Berthet, qui vient de fêter ses 35 ans, intéresse toujours autant les galeristes. Jusqu’au 19 novembre, les planches originales de sa BD sont exposées à la Galerie 1161, spécialisée en art contemporain, sous le titre Vive la Liberthet. Une nouvelle mise en avant de son travail qui ne le laisse pas de marbre. Conscient d’être devenu un modèle de réussite pour les jeunes de son quartier, il savoure. « Amener mon univers urbain et ma culture hip-hop dans une galerie de ce type, c’est très important pour montrer aux jeunes de la Courneuve, à ceux de Seine-Saint-Denis, qu’il est possible de réussir grâce au travail et à la volonté, explique l’artiste qui vit aujourd’hui à Aubervilliers. Lors du vernissage, des jeunes en baskets, avec des casquettes, et le petit bourgeois d’à côté s’éclataient devant les mêmes planches et discutaient entre eux. C’était magnifique. J’ai réussi, grâce à un dessin, à faire des ponts entre des populations qui s’adressent rarement la parole. »

La prison a fait partie de sa vie pendant de longues années. Avec sa première BD, Berthet a pu s’échapper mentalement jusqu’à sa libération. Aujourd’hui, il aimerait passer à autre chose. Parler de la banlieue. La parution prochaine de L’Evasion sera le moyen de tourner définitivement la page carcérale. Le personnage d’Abigaëlle a pris le relais dans son esprit et sur ses feuilles Canson. « Abigaëlle, c’est la petite voix qui est au fond de nous tous. Pour moi, c’est la banlieusarde qui vit dans mon imaginaire ». Cette jeune femme, pas vraiment attirante, originaire de la campagne, vient suivre ses études en ville, précisément en banlieue. Un univers qu’elle découvre. « A travers elle, je souhaite faire connaître la banlieue de manière positive. Tout n’est pas rose, c’est vrai, mais il y a aussi des choses qui fonctionnent, des talents. Il n’y pas que des femmes voilées et des femmes battues. »
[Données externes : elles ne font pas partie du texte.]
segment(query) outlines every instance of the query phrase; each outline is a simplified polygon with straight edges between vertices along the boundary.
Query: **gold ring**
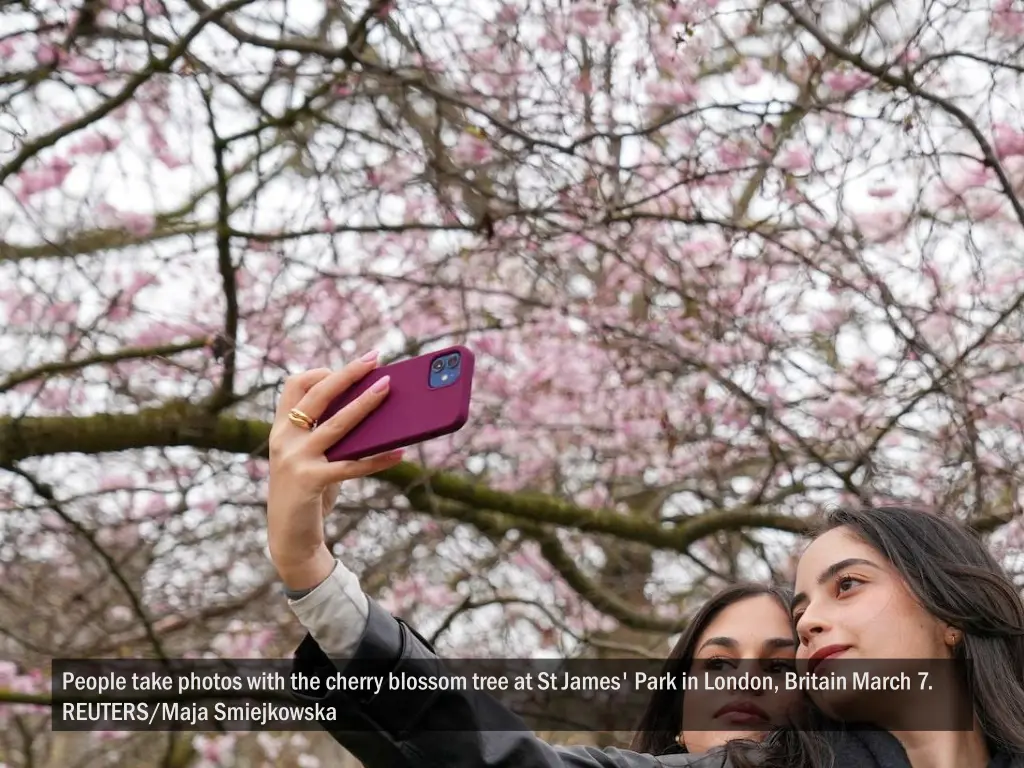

Une deuxième BD en préparation autour d’Abigaëlle, un projet de dessin animé qui mûrit, une probable collaboration avec El Diablo – le scénariste des Lascars : Berthet One ne manque pas d’idées pour la suite. Sa vie à l’extérieur, il veut pourtant en profiter. Sans cavaler. « Tout va très vite en ce moment autour de ma BD. Je sais ce que c’est que de prendre son temps. En prison, il a fallu patienter. Et patienter, ça ne me fait pas peur… »

 

> L’Evasion – Journal d’un condamné, de Berthet One, aux éditions Indeez, sortie le 17 novembre 2011.